The cost of the Oakville plant — which was cancelled in 2010 — is about $638 million, not $40 million as the Liberals have said, Bruce Sharp told a legislative committee that's looking into the gas plant cancellations.
The mechanical engineer, who says he's spent 25 years in the energy sector, said relocating the plant will cost $40 million, but there are extra costs, said Sharp, who works for Aegent Energy Advisors.
He's pegged gas delivery and management costs at $313 million and transmission costs at $359 million.
"My view is that there are so many people making money in so many different ways in the sector, that when something goes wrong, no one wants to talk about it," he told the committee.
"When the Oakville settlement details were made public in September, it was clear to me that the additional costs quoted of $40 million was low, so I felt the whole subject deserved some attention."
Sharp said he agreed that the cost of relocating another plant in Mississauga will cost about $190 million, but that could have been at least $28 million lower because it will cost less money to deliver natural gas to its new site in Sarnia.
It's unfortunate that Ontario is seeing the "negative outcomes" of abandoning power system planning, he said.
"On the subject of politics, I would just say that we're sitting here today because of the siren call of political intervention and we really need to get away from that political intervention and swear a blood oath to not meddle in electricity policy in Ontario," Sharp added.
The Liberals questioned Sharp's figures, saying their numbers have been independently verified and will be examined by the auditor general.
They also said that money would have to be spent on upgrading transmission regardless of where the plants were located.
But Sharp's testimony bolstered opposition claims that the cancellation of the two plants cost much more than the $230 million the governing Liberals have maintained.
Premier Kathleen Wynne said she was unaware of any additional costs to the Oakville plant cancellation.
"I've been very clear about the information that I have been given, so the numbers that I've talked about are the numbers that I knew," she said.
Whether or not she pays a political cost for decisions made under her predecessor Dalton McGuinty isn't the issue, she said.

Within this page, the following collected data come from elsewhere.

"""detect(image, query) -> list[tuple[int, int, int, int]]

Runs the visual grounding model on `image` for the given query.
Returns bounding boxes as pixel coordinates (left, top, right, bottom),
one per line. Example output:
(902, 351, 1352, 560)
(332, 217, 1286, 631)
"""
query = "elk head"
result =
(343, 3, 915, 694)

"I'm going to make the right decisions as I see them for the people of Ontario going forward, and whether that has a positive or negative impact — or whether something that went before has a positive or negative impact on my personal political career — that's not what the people of Ontario need to worry about," Wynne said.
"What they need to worry about is that they're getting the information to answer the questions that they have, and I'm going to do everything in my power to make sure that that happens, and have done since I've been in this office."
The NDP and Conservatives have accused the Liberals of relocating the Oakville gas plant and then the Mississauga plant in the dying days of the 2011 election campaign to save Liberal seats in the face of local opposition to the projects.
The Liberals knew that it would cost much more than they let on, both parties said.
"There's no way that you can make a private deal on a gas plant with a private person and expect that at the end of it, if you break the deal, it's going to be $40 million," said New Democrat Rosario Marchese.
"It's impossible. I think they all knew that."
Progressive Conservative energy critic Vic Fedeli said he doesn't believe Wynne either.
"A proven energy expert irrefutably proved now that this is in almost a billion dollars, and the government has gone to great pains to cover it up," he said.
"And they'll pay the price for the coverup."